Эдик вышел в коридор и стал обуваться.

— Да…. — Белка погладила его по голове, голос ее задрожал от нежности, — Ты и в самом деле взрослый….Эдик. Я тебе пирожков заверну, хорошо? Я сегодня пекла…

Домой Эдик возвращался с достоинством, не таясь, гордо неся скрипку в руках.

— Скрипач! Ха-ха-ха! Гляди! Скрипач! – орал, подпрыгивая рядом, какой-то вихрастый глупыш в нелепых отцовских штанах, которые были ему велики примерно на десять размеров.

Сухоглотов Аркадий, оторвал тяжелую голову от стола, с хрустом покрутил ею в разные стороны и, наконец, облизав пересохшие губы, окончательно проснулся от каких-то резких неприятных звуков, происходивших где-то неподалеку.
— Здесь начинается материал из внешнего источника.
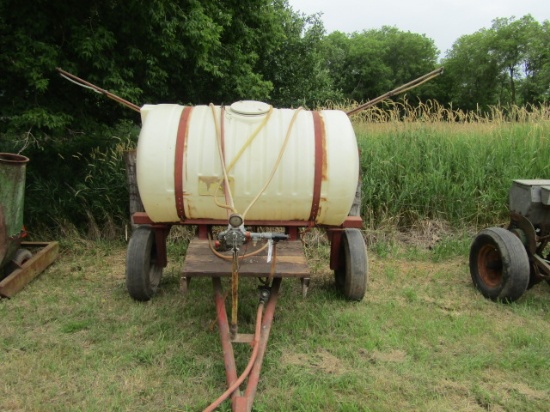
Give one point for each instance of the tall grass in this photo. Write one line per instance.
(427, 162)
(418, 162)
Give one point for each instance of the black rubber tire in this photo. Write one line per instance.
(499, 265)
(143, 275)
(351, 275)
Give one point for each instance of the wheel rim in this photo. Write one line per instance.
(489, 263)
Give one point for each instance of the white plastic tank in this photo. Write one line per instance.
(180, 173)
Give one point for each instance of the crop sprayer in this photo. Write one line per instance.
(263, 176)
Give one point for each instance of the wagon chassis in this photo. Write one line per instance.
(346, 244)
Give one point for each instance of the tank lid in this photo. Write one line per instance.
(250, 107)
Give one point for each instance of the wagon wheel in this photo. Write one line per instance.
(351, 274)
(499, 264)
(142, 272)
(21, 256)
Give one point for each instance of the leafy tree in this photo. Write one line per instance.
(471, 73)
(490, 66)
(368, 64)
(192, 52)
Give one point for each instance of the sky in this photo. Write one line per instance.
(443, 21)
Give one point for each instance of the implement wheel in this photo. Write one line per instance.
(499, 264)
(351, 275)
(142, 272)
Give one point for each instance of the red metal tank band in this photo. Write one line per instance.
(319, 130)
(181, 139)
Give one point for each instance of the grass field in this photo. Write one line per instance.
(422, 338)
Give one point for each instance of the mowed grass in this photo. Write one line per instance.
(422, 339)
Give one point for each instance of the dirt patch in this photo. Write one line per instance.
(393, 356)
(320, 361)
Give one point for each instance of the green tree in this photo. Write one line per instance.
(506, 64)
(367, 64)
(471, 73)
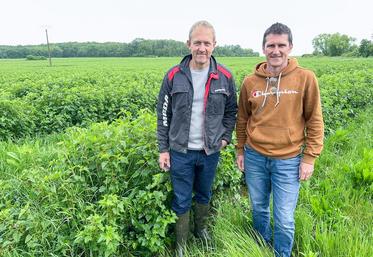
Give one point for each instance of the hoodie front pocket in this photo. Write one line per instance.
(271, 136)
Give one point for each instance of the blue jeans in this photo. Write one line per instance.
(263, 175)
(192, 171)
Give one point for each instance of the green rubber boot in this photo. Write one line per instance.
(201, 212)
(182, 233)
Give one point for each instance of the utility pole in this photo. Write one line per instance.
(49, 50)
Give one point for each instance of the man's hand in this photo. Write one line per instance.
(240, 162)
(305, 171)
(223, 144)
(164, 161)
Немного посидев в странной, недоделанной до совершенства позе, он, наконец, понял природу этих мерзких звуков, соединяющихся в незнакомый, атональный мотив. Это был сочные звуки скрипки, доносившиеся справа, где жила соседка Роза Циплак со своим маленьким ублюдком, сыном Эдиком.

— Скрипач, в жопе хуй, — горько и болезненно усмехнулся Сухоглотов. Ему на минуту показалось, что все это уже когда-то происходило в его жизни. Сухоглотов Аркадий в который раз за сегодняшний день полез в холодильник, где согласно его необоснованным прогнозам должно было стоять три бутылки холодного пива «Гинесс». Пива там не стояло. Шумно сплюнув горькую, густую слюну, Сухоглотов Аркадий открыл кран и сполна напился мутной воды, отдающей ржавым железом.